Anne-Sophie Hahn s’est engagée contre le GCO et avait pris part au culte interparoissial de septembre dernier en tant que pasteure de Pfulgriesheim. « Un pasteur est concerné par les questions politiques comme n’importe quel citoyen acteur de la vie du monde, estime-t-elle. Notre travail est d’interpréter la Bible, qui n’est pas détachée des questions économiques et sociales d’aujourd’hui. Le Christ s’est aussi ‘coltiné’ des questions sociales clivantes.» La pasteure est néanmoins consciente de la limite d’un tel exercice au sein d’un culte, celui d’une tribune offerte sans répondant en face. Ce n’est pas dans cet esprit en tout cas qu’elle a voulu coanimer ce dernier. « L’Église doit être un lieu de débat, sinon on s’enferme dans un club.
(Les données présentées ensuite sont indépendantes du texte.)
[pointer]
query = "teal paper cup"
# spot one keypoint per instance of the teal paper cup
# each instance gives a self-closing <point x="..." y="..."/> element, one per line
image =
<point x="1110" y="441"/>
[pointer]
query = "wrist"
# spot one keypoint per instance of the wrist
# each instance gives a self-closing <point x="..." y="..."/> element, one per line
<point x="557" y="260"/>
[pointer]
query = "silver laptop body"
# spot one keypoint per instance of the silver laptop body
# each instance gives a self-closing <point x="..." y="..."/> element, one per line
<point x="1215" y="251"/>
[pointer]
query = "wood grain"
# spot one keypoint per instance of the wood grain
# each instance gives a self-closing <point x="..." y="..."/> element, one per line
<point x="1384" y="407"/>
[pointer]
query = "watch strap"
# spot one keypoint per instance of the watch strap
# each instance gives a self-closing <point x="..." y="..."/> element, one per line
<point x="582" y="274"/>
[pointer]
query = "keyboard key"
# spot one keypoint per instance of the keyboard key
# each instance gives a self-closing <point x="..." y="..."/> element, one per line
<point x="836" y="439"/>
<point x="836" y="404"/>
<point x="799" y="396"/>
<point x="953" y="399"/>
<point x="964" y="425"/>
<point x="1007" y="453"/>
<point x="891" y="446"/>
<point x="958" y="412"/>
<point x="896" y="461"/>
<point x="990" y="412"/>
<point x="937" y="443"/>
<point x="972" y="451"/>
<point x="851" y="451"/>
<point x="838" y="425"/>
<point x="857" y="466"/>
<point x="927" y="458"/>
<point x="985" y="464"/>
Cela ne me gêne pas que l’Église puisse déranger les gens. » Pour Anne-Sophie Hahn, la question du GCO va plus loin que la construction d’une route supplémentaire : « Cela concerne le monde dans lequel nous voulons vivre et notre projet de société pour bien vivre ensemble. » Membre de l’association Comprendre et s’Engager et de la Commission des affaires sociales, politiques et économiques (Caspe) de l’UEPAL, la pasteure regrette que l’Église ne prenne pas toujours de positions claires « pour ne pas diviser les gens » alors qu’elle invite par ailleurs ses membres à s’engager dans la société. « Interpeller, c’est notre rôle et on peut le faire sans imposer et en restant ouvert. »

« On reproche souvent à l’UEPAL de ménager la chèvre et le chou mais ce n’est pas vrai, répond Christian Albecker, président de l’UEPAL. Notre rôle est d’offrir un espace de débat, d’informations et une prise de recul plutôt que des positions tranchées et dogmatiques. Après mai 68, les Églises ont pris position sur tout et souvent cela devenait des vœux pieux. Le GCO est une question complexe mais la vraie question est de savoir de quelle manière nous allons sortir du tout-voiture. » Christian Albecker estime que l’Église doit avoir le souci du plus faible et ne pas laisser certaines personnes de côté. Pour lui, le culte ne peut pas être un meeting pour militants même s’il reconnaît aux pasteurs leur liberté de parole qu’ils doivent exercer « avec discernement ».